静岡県浜松市にある教会「ぶどうの木」が制作した、命と家族をテーマにしたストーリーで聖書のメッセージを分かりやすく伝える絵本『一つになろうよ!!命の絵本・命の糸に出会う本』(燦葉出版社、2014年)の韓国語版が今月、韓国のクムラン出版社から再出版された。従来の絵本より少し小さく手に取りやすいサイズとなり、今韓国で社会問題となっている同性愛やエイズについて触れた新しいページも追加された。
本作は、恋愛、結婚、子育て、家庭がどういったものであるのか、またどうあるべきかを、聖書の言葉をもとにストーリー仕立てにした絵本。同教会の聖書勉強会における、「神に喜ばれる人間になるための土台は家族・家庭にある」という学びの成果が1冊にまとめられたもので、2014年に燦葉出版社から日本で発行され、その1年後の15年10月に同出版社から韓国語版も出版された。
韓国語版の出版は、同教会の山田聖子牧師が韓国の梨花女子大学留学中に、韓国人の友人との関係の中で、日韓の和解のために必要なのは聖書の言葉の力であることに気付かされ、そのために長い間祈り続けてきた1つの答えだった。山田牧師自らが翻訳を担当し、韓国語版には、韓国人と日本人が聖書の言葉により歴史の壁を越えて和解できることを伝えるページが加えられた。
また今回の再出版に当たっては、韓国人編集者とのやりとりの中でさらに、同性愛・不妊治療(卵子・精子提供)・性病(エイズ)など、今韓国社会で議論を引き起こしている問題に警鐘を鳴らし、障がい者に対して聖書は何と教えているのかを伝える内容も加筆された。
山田牧師は、「韓国だけでなく日本でも同性愛を容認する傾向にあり、牧師でさえも声を大にして反論することができない世の中になってきている。
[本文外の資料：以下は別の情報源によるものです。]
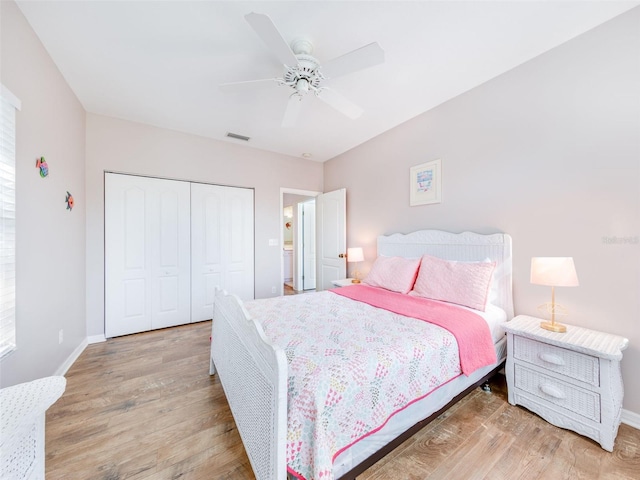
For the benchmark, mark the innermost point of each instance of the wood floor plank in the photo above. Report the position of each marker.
(143, 407)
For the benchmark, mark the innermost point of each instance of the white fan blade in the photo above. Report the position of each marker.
(340, 103)
(363, 57)
(267, 31)
(248, 85)
(292, 111)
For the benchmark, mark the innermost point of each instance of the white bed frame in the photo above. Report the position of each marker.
(253, 372)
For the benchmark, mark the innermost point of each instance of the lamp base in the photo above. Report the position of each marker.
(554, 327)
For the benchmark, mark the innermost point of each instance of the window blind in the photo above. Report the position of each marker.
(8, 105)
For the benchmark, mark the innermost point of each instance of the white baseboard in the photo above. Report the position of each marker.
(62, 370)
(631, 418)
神の秩序を乱そうとする悪魔の策略に対して、聖書の御言葉をもって真っ向から戦わなければならないと思う」と話す。
命や家族を取り巻く現代の社会問題に焦点を当てているため、絵本とはいっても大人を対象にした内容になっているが、聖書を読んだことのない人にも、聖書が何を教えているのか分かりやすく伝わるよう配慮されている。子どもたちも大人と一緒に読むことができるよう、色鮮やかで抽象的なイラストが添えられた絵本に仕上げられ、文字が読めない子どもが見ても理解できるように、イラストだけでも内容が伝わるよう工夫がなされている。
特に、「この絵本には、何の肩書もない普通のクリスチャンの日常生活の中での学びや証しが記されている。私たちの教会には、難しい神学から学び始めた者は1人もおらず、いつも聖霊を教師として聖書を学び、具体的な聖霊体験をして今に至っている」と山田牧師が話す通り、山田牧師をはじめとする同教会メンバーの実際の体験がふんだんに組み込まれているのが大きな特徴だ。
韓国のウェストミンスター神学大学院大学校のジョン・インチャン総長も、実体験に基づいて福音宣教のために書かれた本作を、神学書が大半を占める韓国キリスト教出版業界の中で「新しい」と評価。「一般信徒には信仰の証しの書や信仰生活の案内書として、宣教師たちには宣教の新しいビジョンを立てる指針書として、教会学校の先生やバイブルスタディーを導く人たちには聖書のガイドブックとして、牧会者たちにはその役割と使命の重要性を知る教科書として、広く読まれるとよい」と推薦文を寄せている。
クムラン出版社は、ウェストミンスター神学大学院大学校と韓国オンヌリ教会に本作をそれぞれ100冊ずつ寄贈し、韓国での福音宣教に用いられるよう働き掛けている。「日本においては、クリスチャンでない人たちにも、結婚のお祝いや出産のお祝い、クリスマスプレゼントなどに喜ばれ、親しまれている。韓国においても、クリスチャンはもちろん、大人も子どもも関係なく、聖書を知らない全ての人たちに気軽に手に取って読んでもらい、神が私たち一人一人にどんなメッセージを伝えているのかを知ってもらえたらうれしい」と山田牧師。日本でも近いうちに、改定版が出版される予定だ。
絵本『一つになろうよ!!命の絵本・命の糸に出会う本』の日本語版は定価1000円(税込)。一般書店、大型書店、アマゾンなどで購入することができる。